Training Russian Administrators
Professor John Burkhardt and Professor Marvin Peterson have been faculty members at the Salzburg Seminar’s Russian Universities Project in addition to participating in annual seminars for top administrators from Russian universities. They have participated as special advisors to several Russian universities attempting to guide strategic institutional change.
Visiting Scholars
The Center has regularly sponsored Visiting Scholars from around the world, including scholars from China, Russia, Japan, South Korea, Kyrgyzstan, and Australia. These scholars work with CSHPE faculty on projects of mutual interest, and contribute to the vitality of the Center and its role in both national and international arenas in higher education.
Institutional Transformation in Higher Education
Cross National Studies of Transformation
Professor
Marvin Peterson directed the Kellogg Forum on Higher Education
Transformation
and the Center’s participation in the National Center for Postsecondary
Improvement. Both of these projects focused on institutional
change and transformation. In the past five years Dr. Peterson
has also assisted universities and national systems in adapting and
planning for changes associated with recent economic and political
developments throughout the world. He currently serves as a
member of the Salzburg Seminar’s Russian Universities Project
and is involved in the redesign and reorganization of Qatar University
for the government of Qatar. He has recently been part of
national training programs for university administrators through Dr.
Janet Lawrence's projects in Kyrgyzstan and China. He
has also worked with national system reform in Hungary.

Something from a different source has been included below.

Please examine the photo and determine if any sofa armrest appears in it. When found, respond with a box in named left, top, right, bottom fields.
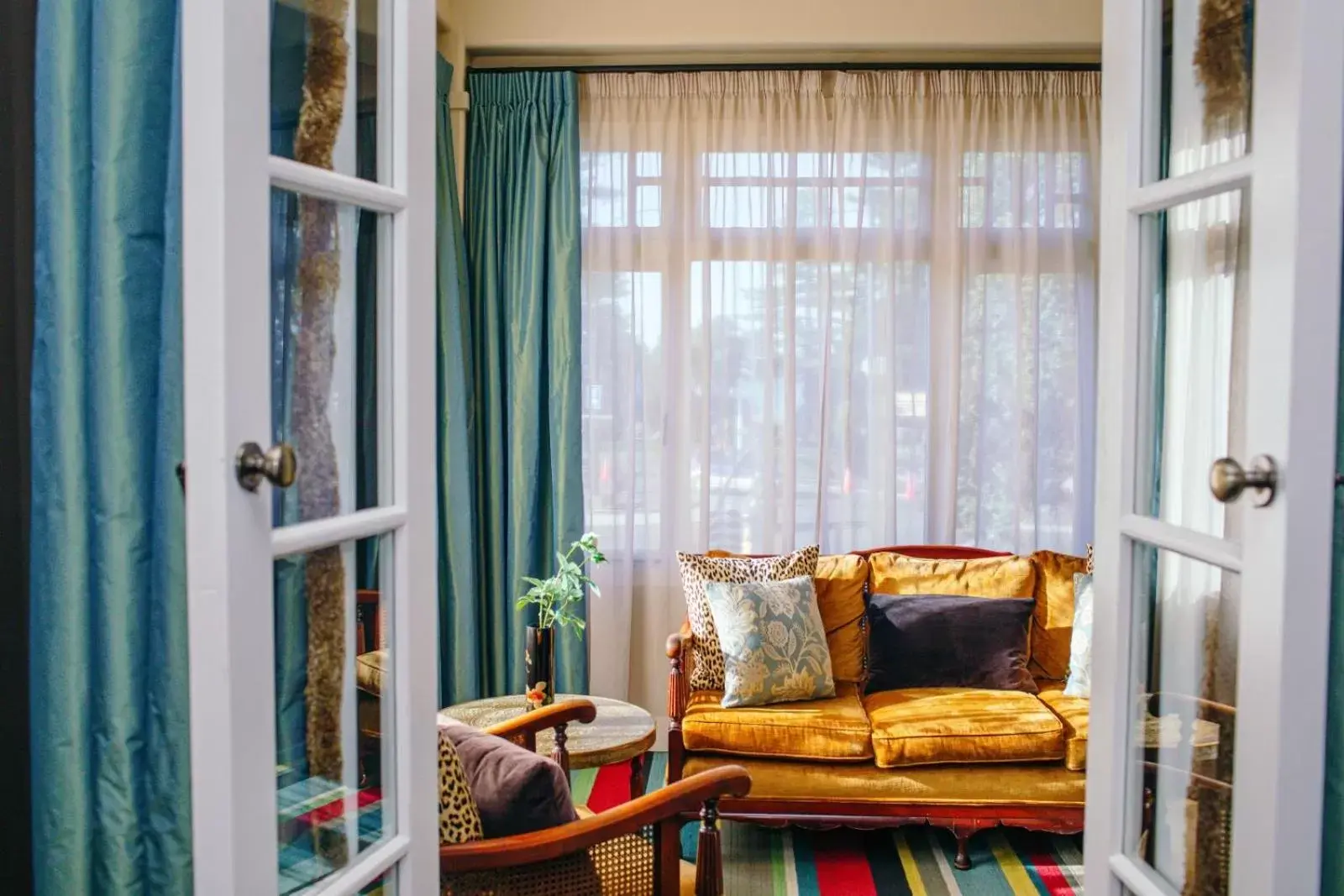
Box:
left=667, top=623, right=695, bottom=730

Through these US and international activities, Professor Peterson offered his expertise to administrators in these countries and been involved in guiding complete institutional and national system transformation. He has use it as a focus for his current scholarship on transformation and brought these experiences back to students and colleagues at the Center, thus enriching the climate for learning and expanding the many ways Center faculty make a positive difference in improving higher education.
The National Forum on Higher Education for the Public Good
The National Forum on Higher
Education for the Public Good (formerly, The Kellogg Forum
on Higher Education for the Public Good) is designed to significantly
increase awareness, understanding, commitment, and action relative
to the public service role of higher education in the United States. Its
Director is CSHPE Professor John
C. Burkhardt.
In pursuit of its mission, the National Forum seeks to foster a renewed sense of common purpose among all those who are stewards for the values and responsibilities of higher education in our society through something of a social and professional "movement”. It seeks to align and amplify the efforts - those of scholars, teachers, practitioners, and students - whose work is directed toward achieving the public service mission of higher education, to expand, deepen and promote the application of scholarship that will lead to a clearer understanding of the public service role of U.S. colleges and universities, and to enhance the level of understanding within the general public about the contributions higher education makes to the improvement of our lives, the defense of our freedoms and the practice of democracy in a diverse society.
The W.K. Kellogg Foundation, which established the Forum in 2000, has extended its funding through 2006 and has recently awarded the Forum two new grants to support its work. Early this spring the National Forum announced a ground-breaking initiative, “Access to Democracy” which focuses new attention on the important relationship between higher education and the U.S. public.